Don't use your phone, I don't. Use the App and/or hardware, no need to give out personal information.

I forgot Google supports U2F also and I have it enable, but since I don't use Chrome generally I don't get that option.

On Thursday, 11 August 2016 at 13:35:08 UTC, qznc wrote:
> The code is pretty safe thanks to git. The comments get lost.

Somone can rewrite the entire history (i.e patch the commiters mails). This would be a major problem.

On Thursday, 11 August 2016 at 18:34:30 UTC, Jesse Phillips wrote:
> Don't use your phone, I don't. Use the App and/or hardware, no need to give out personal information.

i'm not using smartphones at all, so no "apps". besides, without sending auth request by some other channel than internet i can't see any value in 2fa at all: how is that different from simply using my ssh key and encrypted internet channel?

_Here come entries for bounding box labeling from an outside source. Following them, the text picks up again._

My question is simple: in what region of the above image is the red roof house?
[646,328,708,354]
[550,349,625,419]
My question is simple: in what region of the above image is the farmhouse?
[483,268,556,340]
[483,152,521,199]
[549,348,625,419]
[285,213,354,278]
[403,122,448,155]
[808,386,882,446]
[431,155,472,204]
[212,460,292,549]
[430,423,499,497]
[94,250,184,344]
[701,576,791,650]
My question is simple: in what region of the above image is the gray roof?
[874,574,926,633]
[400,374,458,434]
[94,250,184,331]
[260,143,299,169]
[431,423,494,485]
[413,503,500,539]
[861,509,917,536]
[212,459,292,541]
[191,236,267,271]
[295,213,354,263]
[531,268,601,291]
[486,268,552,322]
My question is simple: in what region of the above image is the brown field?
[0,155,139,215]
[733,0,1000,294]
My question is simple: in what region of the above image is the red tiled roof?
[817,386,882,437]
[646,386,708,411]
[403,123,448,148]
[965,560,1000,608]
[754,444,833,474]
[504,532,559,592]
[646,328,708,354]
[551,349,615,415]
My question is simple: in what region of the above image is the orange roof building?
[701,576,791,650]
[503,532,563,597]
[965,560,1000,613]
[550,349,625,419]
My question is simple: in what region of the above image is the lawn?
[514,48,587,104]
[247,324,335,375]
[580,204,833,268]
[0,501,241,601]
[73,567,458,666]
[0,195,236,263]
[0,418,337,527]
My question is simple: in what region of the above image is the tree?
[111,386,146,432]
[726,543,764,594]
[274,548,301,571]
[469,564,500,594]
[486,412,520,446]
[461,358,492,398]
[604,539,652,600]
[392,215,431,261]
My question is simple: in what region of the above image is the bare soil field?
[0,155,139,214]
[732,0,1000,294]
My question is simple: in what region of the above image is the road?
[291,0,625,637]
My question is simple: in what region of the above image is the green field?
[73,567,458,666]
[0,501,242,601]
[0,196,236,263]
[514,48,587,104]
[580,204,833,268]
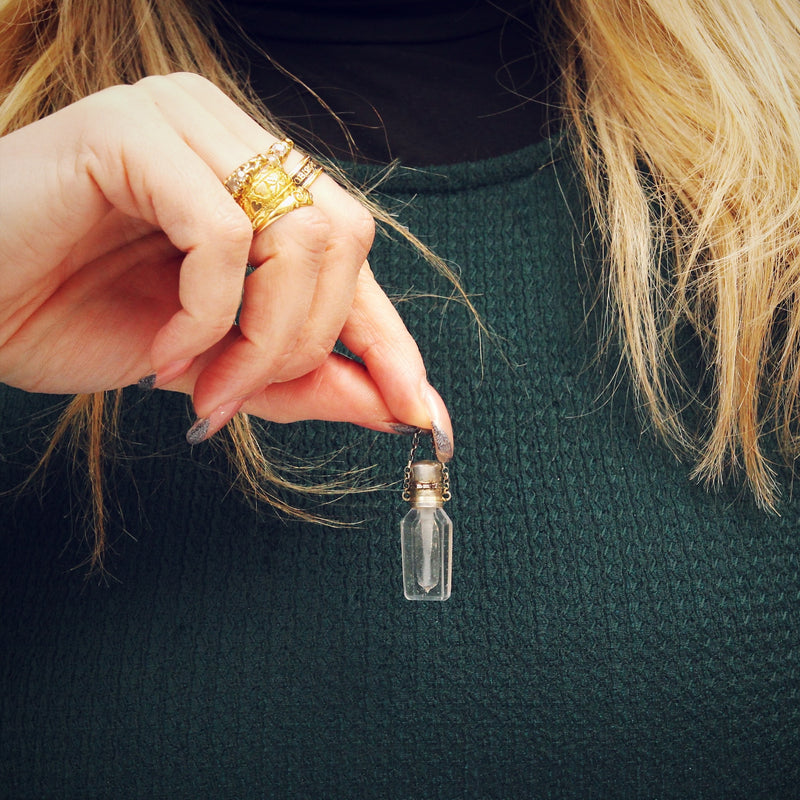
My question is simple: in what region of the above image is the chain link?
[403,431,452,503]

tbh, i never seen any sense in all that "password" stuff at all. we have asymmetric cryptography, why we still using passwords and "email password resets"?

On Thursday, 11 August 2016 at 18:36:11 UTC, sldkf wrote:
> On Thursday, 11 August 2016 at 13:35:08 UTC, qznc wrote:
>> The code is pretty safe thanks to git. The comments get lost.
>
> Somone can rewrite the entire history (i.e patch the commiters mails). This would be a major problem.

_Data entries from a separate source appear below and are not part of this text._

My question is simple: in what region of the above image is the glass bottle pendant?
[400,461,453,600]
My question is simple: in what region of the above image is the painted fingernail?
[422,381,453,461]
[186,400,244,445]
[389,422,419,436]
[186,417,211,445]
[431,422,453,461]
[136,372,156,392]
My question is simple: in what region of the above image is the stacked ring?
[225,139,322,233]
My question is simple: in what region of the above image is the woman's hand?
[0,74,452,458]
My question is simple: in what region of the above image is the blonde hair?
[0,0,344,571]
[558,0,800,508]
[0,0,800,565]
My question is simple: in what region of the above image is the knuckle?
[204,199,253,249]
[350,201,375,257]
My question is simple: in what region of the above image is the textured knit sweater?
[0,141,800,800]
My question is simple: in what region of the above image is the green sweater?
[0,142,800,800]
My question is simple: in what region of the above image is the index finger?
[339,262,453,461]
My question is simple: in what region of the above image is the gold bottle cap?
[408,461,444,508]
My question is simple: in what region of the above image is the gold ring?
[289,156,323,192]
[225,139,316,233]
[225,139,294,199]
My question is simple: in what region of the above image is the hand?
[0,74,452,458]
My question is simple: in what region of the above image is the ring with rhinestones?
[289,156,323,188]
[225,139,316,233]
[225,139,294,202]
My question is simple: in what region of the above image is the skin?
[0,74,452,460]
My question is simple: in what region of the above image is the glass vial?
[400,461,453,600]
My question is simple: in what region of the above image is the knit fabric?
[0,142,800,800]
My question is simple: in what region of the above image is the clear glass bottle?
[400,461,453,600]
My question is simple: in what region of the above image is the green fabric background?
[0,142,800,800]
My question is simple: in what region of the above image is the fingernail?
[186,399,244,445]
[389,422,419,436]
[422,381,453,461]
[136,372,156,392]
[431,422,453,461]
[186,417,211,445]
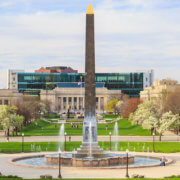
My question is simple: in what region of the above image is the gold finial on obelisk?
[86,3,94,14]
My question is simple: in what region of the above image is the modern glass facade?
[17,73,144,97]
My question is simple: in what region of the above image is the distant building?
[0,89,23,106]
[7,69,24,89]
[140,79,180,101]
[8,70,154,97]
[40,83,122,112]
[35,66,78,73]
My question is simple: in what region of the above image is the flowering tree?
[122,98,141,118]
[0,106,24,136]
[106,99,118,113]
[129,101,180,140]
[157,111,180,141]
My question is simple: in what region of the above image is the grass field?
[0,139,180,153]
[19,119,150,136]
[0,176,179,180]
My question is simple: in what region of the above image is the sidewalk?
[0,153,180,179]
[0,136,180,142]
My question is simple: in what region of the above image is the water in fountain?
[59,123,64,151]
[114,121,119,151]
[134,146,136,152]
[89,122,92,157]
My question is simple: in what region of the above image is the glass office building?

so what? next "git pull" from any developer (not only core dev, many other people has repo clones too) will fail, that will raise an alarm --> security breach detected.

besides, git allows to cryptographically sign each commit. introduce that, and good luck rewriting history, lol.

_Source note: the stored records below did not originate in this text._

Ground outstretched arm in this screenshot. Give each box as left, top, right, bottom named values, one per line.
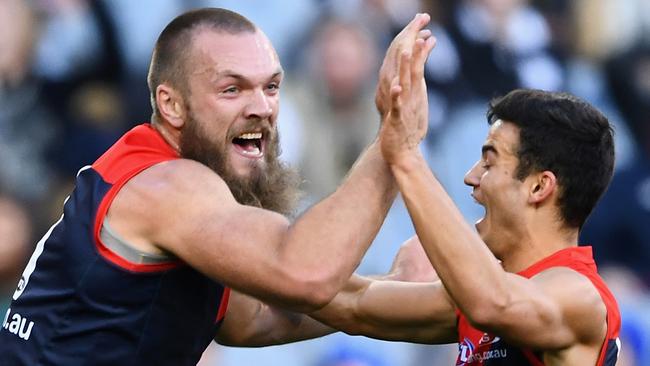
left=215, top=291, right=336, bottom=347
left=380, top=37, right=605, bottom=349
left=108, top=15, right=436, bottom=312
left=215, top=237, right=456, bottom=347
left=310, top=275, right=457, bottom=344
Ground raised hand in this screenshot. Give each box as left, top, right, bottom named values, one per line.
left=375, top=13, right=431, bottom=119
left=377, top=16, right=436, bottom=164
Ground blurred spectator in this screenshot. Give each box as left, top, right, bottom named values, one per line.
left=283, top=18, right=380, bottom=201
left=0, top=0, right=56, bottom=203
left=582, top=45, right=650, bottom=288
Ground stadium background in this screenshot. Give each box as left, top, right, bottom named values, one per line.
left=0, top=0, right=650, bottom=366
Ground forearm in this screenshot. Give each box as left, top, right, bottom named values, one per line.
left=282, top=143, right=397, bottom=302
left=310, top=275, right=456, bottom=343
left=391, top=154, right=507, bottom=315
left=215, top=292, right=336, bottom=347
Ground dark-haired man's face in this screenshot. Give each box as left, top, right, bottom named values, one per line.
left=180, top=30, right=299, bottom=217
left=465, top=120, right=528, bottom=257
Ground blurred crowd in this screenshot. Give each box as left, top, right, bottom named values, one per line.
left=0, top=0, right=650, bottom=366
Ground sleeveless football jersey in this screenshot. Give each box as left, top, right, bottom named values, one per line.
left=0, top=124, right=229, bottom=366
left=456, top=246, right=621, bottom=366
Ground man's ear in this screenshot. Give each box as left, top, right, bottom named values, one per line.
left=528, top=170, right=557, bottom=203
left=156, top=84, right=185, bottom=129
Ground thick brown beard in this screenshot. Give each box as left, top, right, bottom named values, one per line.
left=179, top=111, right=300, bottom=216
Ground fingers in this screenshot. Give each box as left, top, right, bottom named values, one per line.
left=390, top=77, right=402, bottom=121
left=399, top=51, right=412, bottom=95
left=418, top=29, right=431, bottom=39
left=411, top=37, right=436, bottom=83
left=402, top=13, right=431, bottom=39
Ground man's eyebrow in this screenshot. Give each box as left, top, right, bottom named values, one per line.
left=214, top=69, right=284, bottom=81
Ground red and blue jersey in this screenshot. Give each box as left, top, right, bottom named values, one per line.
left=0, top=124, right=229, bottom=366
left=456, top=246, right=621, bottom=366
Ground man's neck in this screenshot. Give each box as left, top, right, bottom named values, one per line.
left=151, top=120, right=181, bottom=155
left=500, top=228, right=578, bottom=273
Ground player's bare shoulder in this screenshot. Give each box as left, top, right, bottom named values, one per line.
left=107, top=159, right=235, bottom=250
left=531, top=267, right=607, bottom=346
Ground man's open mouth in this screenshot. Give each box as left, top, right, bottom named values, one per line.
left=232, top=132, right=264, bottom=158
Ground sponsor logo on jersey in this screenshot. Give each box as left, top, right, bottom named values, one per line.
left=2, top=308, right=34, bottom=340
left=456, top=333, right=508, bottom=366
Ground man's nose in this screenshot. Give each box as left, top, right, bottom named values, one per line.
left=245, top=90, right=273, bottom=120
left=463, top=161, right=480, bottom=187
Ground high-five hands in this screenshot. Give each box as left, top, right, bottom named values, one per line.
left=375, top=14, right=436, bottom=164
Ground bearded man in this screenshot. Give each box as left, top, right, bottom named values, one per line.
left=0, top=9, right=433, bottom=366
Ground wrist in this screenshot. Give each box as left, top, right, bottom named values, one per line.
left=389, top=148, right=428, bottom=176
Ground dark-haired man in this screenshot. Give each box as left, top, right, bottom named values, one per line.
left=0, top=9, right=434, bottom=366
left=313, top=89, right=620, bottom=366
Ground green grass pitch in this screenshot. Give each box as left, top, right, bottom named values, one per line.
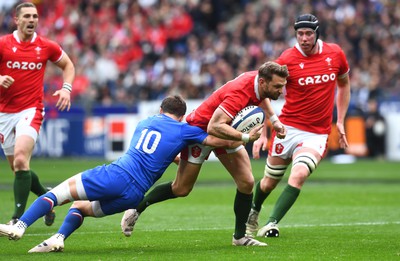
left=0, top=158, right=400, bottom=261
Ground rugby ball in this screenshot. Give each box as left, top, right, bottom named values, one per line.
left=231, top=106, right=265, bottom=133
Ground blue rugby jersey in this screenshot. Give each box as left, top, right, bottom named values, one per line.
left=111, top=114, right=208, bottom=192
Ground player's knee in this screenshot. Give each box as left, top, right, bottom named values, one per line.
left=13, top=153, right=29, bottom=171
left=264, top=160, right=287, bottom=180
left=71, top=200, right=95, bottom=217
left=236, top=175, right=254, bottom=194
left=172, top=184, right=193, bottom=197
left=292, top=152, right=318, bottom=175
left=260, top=176, right=282, bottom=192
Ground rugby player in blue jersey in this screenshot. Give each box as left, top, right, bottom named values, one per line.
left=0, top=96, right=262, bottom=253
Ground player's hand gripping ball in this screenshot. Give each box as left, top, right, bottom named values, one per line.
left=231, top=106, right=265, bottom=133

On Thu, Aug 11, 2016 at 06:36:11PM +0000, sldkf via Digitalmars-d wrote:
> On Thursday, 11 August 2016 at 13:35:08 UTC, qznc wrote:
> > The code is pretty safe thanks to git. The comments get lost.
> 
> Somone can rewrite the entire history (i.e patch the commiters mails).
> This would be a major problem.

This is not a problem. Rewritten history will have different commit hashes, and once a trusted copy of the repo is uploaded, e.g., from Walter's local copy, it will become very obvious which commits have been tampered with. In fact, just replace the repo with Walter's (or some other trusted person's) version, and the tampered commits can be simply discarded.


T

-- 
MASM = Mana Ada Sistem, Man!

On Thursday, 11 August 2016 at 18:50:41 UTC, H. S. Teoh wrote:
> On Thu, Aug 11, 2016 at 06:36:11PM +0000, sldkf via Digitalmars-d wrote:
>> On Thursday, 11 August 2016 at 13:35:08 UTC, qznc wrote:
>> > The code is pretty safe thanks to git. The comments get lost.
>> 
>> Somone can rewrite the entire history (i.e patch the commiters mails).
>> This would be a major problem.
>
> This is not a problem. Rewritten history will have different commit hashes, and once a trusted copy of the repo is uploaded, e.g., from Walter's local copy, it will become very obvious which commits have been tampered with. In fact, just replace the repo with Walter's (or some other trusted person's) version, and the tampered commits can be simply discarded.
>
>
> T

Not wrong, one aspect of git is that there's no "central" repository

On 8/11/2016 7:34 AM, H. S. Teoh via Digitalmars-d wrote:
> so no actual code would be lost.

Github dlang is our critical infrastructure, we should treat it accordingly. I agree we wouldn't lose the code history, but would lose just about everything else. It would take us days, maybe weeks, to get things set up again.

Why risk it?

On Thursday, 11 August 2016 at 18:44:11 UTC, ketmar wrote:

> i'm not using smartphones at all, so no "apps". besides, without sending auth request by some other channel than internet i can't see any value in 2fa at all: how is that different from simply using my ssh key and encrypted internet channel?

Simple your github account manages the SSH keys used to contribute code, it also is what creates pull requests for the contributions to other repos.

GitHub and some others support Fido U2F and that doesn't use an internet channel for auth. Check out Yubico's Yubikey for some good hardware.